Years of Great Growth and Harvest: 1951-1986
In 1951, Bethany Baptist Church of Louisville called Dr. Eugene I. Enlow as pastor, marking the start of an extended period of remarkable growth. Attendance increased so rapidly that the church was forced to hold two worship services on Sunday mornings for more than three years. Recognizing the fact that the growth rendered the facility completely inadequate, with great vision the church voted to construct a new auditorium.
In 1959, after celebrating its 30th anniversary, Bethany Baptist built an Educational Building. Kentucky Governor Bert Combs spoke at the formal entry March 5, 1961. Later, at the formal dedication, special guest speakers included Dr. Duke McCall, president of The Southern Baptist Theological Seminary; Dr. W. C. Fields, a former Bethany pastor and director of Baptist Press; Dr. Robert Lee Mills, president of Georgetown College; and Dr. Harold G. Sanders, general secretary-treasurer of the General Association of Baptists in Kentucky (now the Kentucky Baptist Convention).
In 1964, Bethany called Dr. H. Lloyd Storment, who became Bethany’s longest tenured pastor. After announcing his retirement, Dr. Storment preached his final sermon June 15, 1986. The church held a banquet in his honor.
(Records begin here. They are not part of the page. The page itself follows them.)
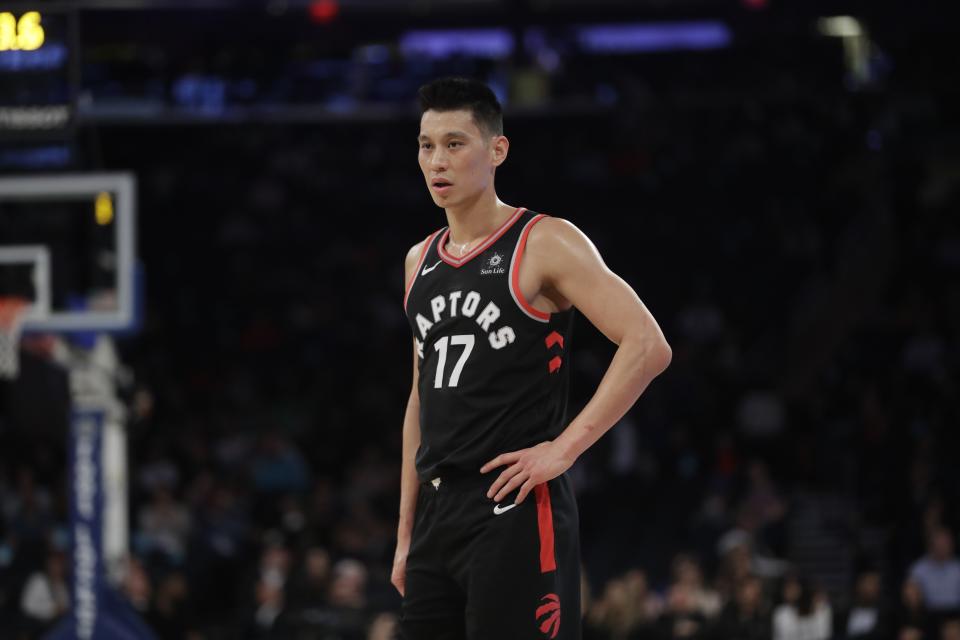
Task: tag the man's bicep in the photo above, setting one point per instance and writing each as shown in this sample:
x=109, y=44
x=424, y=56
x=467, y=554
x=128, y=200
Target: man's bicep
x=579, y=274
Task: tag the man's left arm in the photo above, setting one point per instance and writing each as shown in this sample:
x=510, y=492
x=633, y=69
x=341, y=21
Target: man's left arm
x=570, y=269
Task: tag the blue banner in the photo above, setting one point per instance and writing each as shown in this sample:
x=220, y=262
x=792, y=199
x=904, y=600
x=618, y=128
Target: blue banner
x=97, y=612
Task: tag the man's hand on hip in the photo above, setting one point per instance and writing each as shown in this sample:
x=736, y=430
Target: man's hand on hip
x=526, y=469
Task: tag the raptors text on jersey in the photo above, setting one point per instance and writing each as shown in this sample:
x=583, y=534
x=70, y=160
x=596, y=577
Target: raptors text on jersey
x=493, y=369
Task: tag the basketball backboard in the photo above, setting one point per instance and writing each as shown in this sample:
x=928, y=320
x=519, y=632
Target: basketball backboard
x=74, y=236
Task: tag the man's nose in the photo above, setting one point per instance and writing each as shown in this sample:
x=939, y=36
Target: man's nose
x=438, y=159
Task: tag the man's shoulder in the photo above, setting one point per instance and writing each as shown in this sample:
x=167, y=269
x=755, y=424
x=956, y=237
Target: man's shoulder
x=550, y=231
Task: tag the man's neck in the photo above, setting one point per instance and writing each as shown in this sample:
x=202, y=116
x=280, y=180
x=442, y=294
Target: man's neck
x=478, y=219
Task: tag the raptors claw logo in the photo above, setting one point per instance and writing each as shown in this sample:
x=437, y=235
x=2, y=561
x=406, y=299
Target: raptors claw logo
x=548, y=615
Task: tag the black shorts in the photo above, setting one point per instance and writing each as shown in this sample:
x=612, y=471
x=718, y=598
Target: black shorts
x=482, y=571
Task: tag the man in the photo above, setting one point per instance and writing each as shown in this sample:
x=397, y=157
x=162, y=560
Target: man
x=938, y=573
x=490, y=300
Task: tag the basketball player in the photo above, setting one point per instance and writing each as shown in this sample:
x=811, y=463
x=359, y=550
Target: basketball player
x=488, y=545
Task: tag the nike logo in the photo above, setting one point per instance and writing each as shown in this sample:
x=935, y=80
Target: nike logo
x=427, y=269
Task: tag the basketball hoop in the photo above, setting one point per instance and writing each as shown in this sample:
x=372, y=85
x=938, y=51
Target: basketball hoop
x=12, y=312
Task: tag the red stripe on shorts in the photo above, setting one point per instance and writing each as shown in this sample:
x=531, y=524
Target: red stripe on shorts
x=548, y=561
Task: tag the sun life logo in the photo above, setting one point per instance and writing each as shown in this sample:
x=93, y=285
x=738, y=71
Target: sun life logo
x=493, y=265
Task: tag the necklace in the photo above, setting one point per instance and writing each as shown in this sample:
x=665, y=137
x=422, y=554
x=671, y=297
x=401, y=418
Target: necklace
x=461, y=248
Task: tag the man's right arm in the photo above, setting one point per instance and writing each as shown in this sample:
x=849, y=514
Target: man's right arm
x=409, y=485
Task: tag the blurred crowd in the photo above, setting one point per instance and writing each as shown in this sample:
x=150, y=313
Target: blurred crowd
x=793, y=475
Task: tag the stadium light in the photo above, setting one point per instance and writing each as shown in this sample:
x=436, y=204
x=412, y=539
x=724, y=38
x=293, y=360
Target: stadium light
x=840, y=27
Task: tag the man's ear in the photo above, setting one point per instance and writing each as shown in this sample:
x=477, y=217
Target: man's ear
x=499, y=148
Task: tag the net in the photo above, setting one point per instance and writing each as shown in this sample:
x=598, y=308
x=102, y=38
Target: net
x=12, y=311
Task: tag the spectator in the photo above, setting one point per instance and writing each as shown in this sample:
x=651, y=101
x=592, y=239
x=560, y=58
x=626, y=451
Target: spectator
x=687, y=572
x=866, y=618
x=169, y=617
x=165, y=525
x=310, y=584
x=938, y=573
x=912, y=620
x=682, y=618
x=625, y=610
x=745, y=617
x=46, y=595
x=804, y=614
x=950, y=630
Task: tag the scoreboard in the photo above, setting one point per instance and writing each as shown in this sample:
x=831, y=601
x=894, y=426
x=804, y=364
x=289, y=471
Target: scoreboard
x=39, y=71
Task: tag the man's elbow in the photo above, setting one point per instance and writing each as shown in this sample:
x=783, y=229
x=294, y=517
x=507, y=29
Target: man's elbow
x=660, y=355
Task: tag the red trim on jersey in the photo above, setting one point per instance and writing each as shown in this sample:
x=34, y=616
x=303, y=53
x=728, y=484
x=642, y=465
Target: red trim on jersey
x=548, y=561
x=554, y=338
x=515, y=272
x=423, y=254
x=555, y=363
x=480, y=248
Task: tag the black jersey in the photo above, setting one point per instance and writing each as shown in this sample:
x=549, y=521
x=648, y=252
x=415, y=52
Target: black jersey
x=493, y=370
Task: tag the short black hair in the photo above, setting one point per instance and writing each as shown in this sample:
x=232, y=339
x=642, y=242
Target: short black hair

Years of Sustaining and Renewal: 1987-Present
In March 1992, Dr. William A. Groover became the senior pastor at Bethany. In 1993, the church began a “Building the Church of Tomorrow — Today!” campaign, seeking to expand the parking lot and add an elevator. Rev. Todd Robertson became Bethany’s pastor in February 1999, bringing vigor for evangelism and missions. Following his resignation in February 2002, and an interim ministry by Dr. Stephen Wellum, Bethany called Dr. Steve Dwinnells in December 2002. Dr. Dwinnells, who exuded a pastor’s heart, resigned in December 2003, and Dr. Gregory A. Wills became the interim.
In 2006, the church called Dr. Charles W. Fuller as Senior Pastor. Dr. Fuller announced his intention to lead the church through a strategic ministry renewal process, in 2007. As a result the church moved to a team-based ministry structure and revised its constitution and bylaws.
Following the tenure of Dr. Fuller, Dr. Shane Garrison served as Bethany’s interim pastor from 2010 to 2011. Then, in 2011, Bethany Baptist Church of Louisville called Rev. Kenneth W. Vickery as senior pastor, who has brought about a renewed focus on missions in Louisville, North America, and to the ends of the earth.